Yo La Tengo

More than an indie-rock version of the Eurythmics

When people write about Yo La Tengo, they typically concentrate on the fact that the band's drummer, Georgia Hubley, and its singer-guitarist, Ira Kaplan, are married, and that they sometimes sing about it. But the Hoboken trio are far more than an indie-rock version of the Eurythmics. They're really about something more elemental. Most Yo La Tengo albums come on like new collections of sounds, as if the band were digging into the very properties of music itself for raw material. 1990's Fakebook found incomparably warm, strummy tones for its obscure cover versions; 1993's Painful took the rock organ places even the Velvet Underground hadn't dreamt; and 1995's Electr-o-Pura unleashed a torrent of squalling guitar noise. The three Hobokeners were like diligent painters, finding entirely new families of colors.

But with I Can Hear the Heart Beating as One, in 1997, that changed; they began to combine their colors into new patterns and fresh textures. Besides their strengths as experimentalists, Kaplan and company have always been great craftsmen and great pop melodists, and what that album lost in adventure the band compensated by refining their approach. The same is true of this year's And Then Nothing Turned Itself Inside-Out. While Electr-o-Pura favored the band's intense, noisy side, this is a record comprised almost entirely of gentle and low-key songs, many with Hubley's wistful vocals.

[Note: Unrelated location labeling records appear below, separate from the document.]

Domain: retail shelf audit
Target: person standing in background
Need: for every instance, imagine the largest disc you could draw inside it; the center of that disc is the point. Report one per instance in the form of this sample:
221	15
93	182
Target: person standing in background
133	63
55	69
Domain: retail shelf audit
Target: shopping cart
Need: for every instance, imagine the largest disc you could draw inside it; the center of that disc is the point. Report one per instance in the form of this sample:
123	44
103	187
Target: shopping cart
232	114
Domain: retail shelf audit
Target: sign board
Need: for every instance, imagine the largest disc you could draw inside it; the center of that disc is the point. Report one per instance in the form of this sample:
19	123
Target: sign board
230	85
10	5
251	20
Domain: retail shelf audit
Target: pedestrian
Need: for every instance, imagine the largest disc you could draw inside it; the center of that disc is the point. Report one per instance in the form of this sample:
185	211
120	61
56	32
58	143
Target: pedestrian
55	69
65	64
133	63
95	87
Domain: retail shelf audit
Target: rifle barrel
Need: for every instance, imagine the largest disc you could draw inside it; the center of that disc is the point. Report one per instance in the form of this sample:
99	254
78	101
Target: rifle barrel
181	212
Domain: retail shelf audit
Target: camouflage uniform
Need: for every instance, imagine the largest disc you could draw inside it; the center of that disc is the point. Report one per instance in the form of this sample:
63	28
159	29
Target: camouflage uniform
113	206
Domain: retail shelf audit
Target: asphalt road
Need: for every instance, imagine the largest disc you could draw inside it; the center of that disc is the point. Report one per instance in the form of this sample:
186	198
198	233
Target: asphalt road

The album's slow numbers are as good as anything the band has ever done, especially Hubley's country-ish "Tears Are in Your Eyes" and Kaplan's nostalgic "The Crying of Lot G" (which must be the most delicate homage to writer Thomas Pynchon ever penned). "Cherry Chapstick," an electrified, feedback-drenched wig-out that recalls Sonic Youth, will satisfy fans--especially the seriously caffeinated ones--of "Blue Line Swinger" and "Sugarcube."

With the most innovative music happening on turntables and in producers' studios, it's hard not to wonder if guitar-driven indie rock has become speech in a dead language. Despite the cheering of the record's press release, And Then Nothing does not break new ground for the band, and there probably is an atmospheric song (or two) too many. But in a day when even indie-rock stalwarts like Sebadoh and Pavement release second-rate albums, it's refreshing just to have top-shelf work from a major old-school band. And it's startling to see an already "adult" band (how many graduate degrees will be in the room when these guys play at Trees?) make a record even more mature than for what they've prepared us. Indie rock may not have many years left, but these three seem not to know it. They'll hum their way through the sunset.